The Empty Chair: Obama Skipping Most Of His Daily Intelligence Briefings
3:32pm
Who knew that Clint Eastwood’s address to the Republican National Convention would end up being so apt?
President Obama is touting his foreign policy experience on the campaign trail, but startling new statistics suggest that national security has not necessarily been the personal priority the president makes it out to be. It turns out that more than half the time, the commander in chief does not attend his daily intelligence meeting.

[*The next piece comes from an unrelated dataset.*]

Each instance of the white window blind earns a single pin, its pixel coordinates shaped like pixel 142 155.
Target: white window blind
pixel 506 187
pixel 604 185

The Government Accountability Institute, a new conservative investigative research organization, examined President Obama’s schedule from the day he took office until mid-June 2012, to see how often he attended his Presidential Daily Brief (PDB) — the meeting at which he is briefed on the most critical intelligence threats to the country. During his first 1,225 days in office, Obama attended his PDB just 536 times — or 43.8 percent of the time. During 2011 and the first half of 2012, his attendance became even less frequent — falling to just over 38 percent. By contrast, Obama’s predecessor, George W. Bush almost never missed his daily intelligence meeting.
The Obama administration has always seemed…something less than fully engaged on foreign policy. This, though, seems inexcusable.
President Obama, through the policies he’s backed, wants to micro-manage our daily lives from what we drive to what we eat to how we get our health care. Yet he can’t spare time from this minutiae to attend to his duties as commander-in-chief?
That speaks to a leader with some very low priorities.